Image courtesy Flickr user Ervins Strauhmanis under Creative Commons license.

Ca-ching! Green homes comprised 23 percent of the residential construction market in 2013 and had a market share valued at $36 billion, according to a new "Green Home Builders and Remodelers Study" from McGraw Hill Construction that was released at the National Association of Home Builders' (NAHB) International Builders' Show this week. What's more, this market is hot: Green home building is expected to grow to between 26 percent and 33 percent of the market by 2016, jumping the valuation estimate to $83-$105 billion.

According to a press release from McGraw Hill Construction, the green home building market actually accelerated during the housing downturn, with builders with green experience remaining in business at higher proportions than builders who were not as familiar with energy efficient and green home building. Code and regulation changes, rising energy costs, and wider availability of better quality, affordable green products also drove the market growth. However, the company asserts that as the overall residential market improves, a split could be looming between green builders who dig deeper into the high-performance realm and those builders who continue to focus on traditional construction practices.

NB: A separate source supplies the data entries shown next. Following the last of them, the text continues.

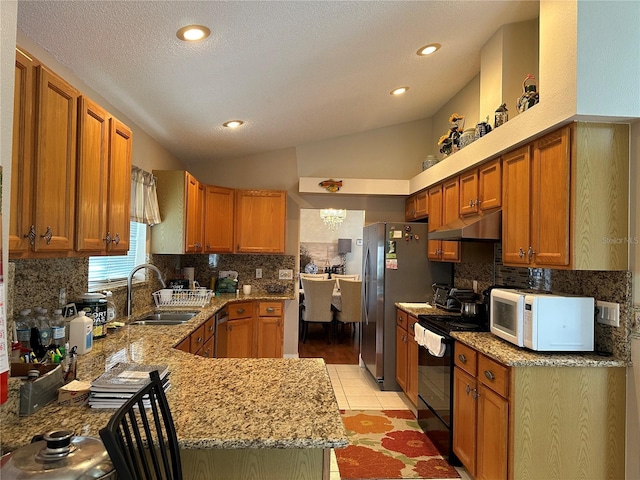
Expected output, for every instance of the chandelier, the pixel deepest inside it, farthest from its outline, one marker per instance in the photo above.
(332, 217)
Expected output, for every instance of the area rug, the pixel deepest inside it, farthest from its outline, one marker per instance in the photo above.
(388, 444)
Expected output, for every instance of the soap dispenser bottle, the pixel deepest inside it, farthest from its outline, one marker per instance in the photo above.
(81, 333)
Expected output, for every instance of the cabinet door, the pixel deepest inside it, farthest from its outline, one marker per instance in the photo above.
(493, 418)
(194, 208)
(469, 194)
(516, 206)
(490, 185)
(464, 413)
(21, 217)
(119, 203)
(218, 219)
(93, 179)
(551, 193)
(260, 221)
(450, 212)
(410, 208)
(435, 220)
(269, 337)
(412, 363)
(55, 163)
(401, 357)
(239, 338)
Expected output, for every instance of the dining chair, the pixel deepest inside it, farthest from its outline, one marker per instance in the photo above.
(316, 307)
(141, 438)
(351, 310)
(340, 276)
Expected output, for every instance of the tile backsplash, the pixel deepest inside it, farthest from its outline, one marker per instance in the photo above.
(609, 286)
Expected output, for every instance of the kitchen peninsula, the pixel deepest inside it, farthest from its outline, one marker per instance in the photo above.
(236, 418)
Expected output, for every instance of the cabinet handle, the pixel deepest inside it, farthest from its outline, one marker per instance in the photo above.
(47, 236)
(31, 235)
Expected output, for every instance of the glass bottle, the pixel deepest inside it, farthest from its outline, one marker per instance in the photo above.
(44, 327)
(58, 328)
(24, 322)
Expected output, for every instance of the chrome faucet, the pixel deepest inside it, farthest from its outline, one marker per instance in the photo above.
(130, 280)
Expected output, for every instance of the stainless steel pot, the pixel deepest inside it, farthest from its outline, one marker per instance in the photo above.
(60, 456)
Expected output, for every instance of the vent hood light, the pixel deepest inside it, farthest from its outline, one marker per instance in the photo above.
(428, 49)
(233, 123)
(483, 228)
(193, 33)
(398, 91)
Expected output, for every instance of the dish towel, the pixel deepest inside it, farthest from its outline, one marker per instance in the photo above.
(434, 344)
(418, 333)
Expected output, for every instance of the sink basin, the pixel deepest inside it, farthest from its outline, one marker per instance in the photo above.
(166, 318)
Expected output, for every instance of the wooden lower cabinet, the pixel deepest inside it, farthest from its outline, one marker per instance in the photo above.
(538, 422)
(406, 355)
(254, 329)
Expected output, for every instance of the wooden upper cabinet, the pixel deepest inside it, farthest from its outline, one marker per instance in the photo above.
(481, 188)
(119, 199)
(194, 204)
(218, 219)
(93, 177)
(21, 216)
(260, 221)
(416, 206)
(516, 194)
(55, 163)
(104, 181)
(450, 211)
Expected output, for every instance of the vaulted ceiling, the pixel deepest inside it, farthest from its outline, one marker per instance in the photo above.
(294, 71)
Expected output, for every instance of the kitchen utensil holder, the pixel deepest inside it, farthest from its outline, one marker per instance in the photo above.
(184, 298)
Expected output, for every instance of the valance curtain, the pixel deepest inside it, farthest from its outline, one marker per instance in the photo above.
(144, 198)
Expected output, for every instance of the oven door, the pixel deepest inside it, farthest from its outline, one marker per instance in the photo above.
(435, 380)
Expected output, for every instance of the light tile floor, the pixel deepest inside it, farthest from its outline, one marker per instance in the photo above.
(356, 389)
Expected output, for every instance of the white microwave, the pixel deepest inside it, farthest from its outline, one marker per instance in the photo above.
(543, 322)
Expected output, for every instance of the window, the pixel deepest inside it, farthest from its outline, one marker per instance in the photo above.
(112, 271)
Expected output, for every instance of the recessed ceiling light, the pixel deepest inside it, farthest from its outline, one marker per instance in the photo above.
(193, 33)
(398, 91)
(232, 123)
(428, 49)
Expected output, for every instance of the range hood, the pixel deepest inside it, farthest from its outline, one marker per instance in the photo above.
(480, 228)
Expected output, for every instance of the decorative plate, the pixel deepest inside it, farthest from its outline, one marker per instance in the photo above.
(311, 268)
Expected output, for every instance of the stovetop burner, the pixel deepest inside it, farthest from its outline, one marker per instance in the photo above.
(444, 324)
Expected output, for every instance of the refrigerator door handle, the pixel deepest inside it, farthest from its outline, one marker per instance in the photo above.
(367, 263)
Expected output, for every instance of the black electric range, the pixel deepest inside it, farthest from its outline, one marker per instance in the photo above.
(435, 379)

Among the other study highlights:

  • Green building offers a competitive marketing advantage: The number of builders and remodelers who indicate that it is easier to market green homes rose 5 percent from 2012, to 51 percent.
  • Homebuyers are showing builders the money: 68 percent of builders say their customers will pay more--with 23 percent of respondents saying their clients will pay above a 5 percent premium--for green features. On the remodeling side, 84 percent of remodelers report that clients would pay a premium, with 55 percent indicating that clients would pay more than a 5 percent difference.

"This study shows that more and more builders are incorporating environmentally sensitive and energy and resource efficient techniques into traditional home building practices, and we expect to see even stronger growth in the coming years," said Matt Belcher, co-chair of NAHB's Energy & Green Building Subcommittee, in the press release on the study.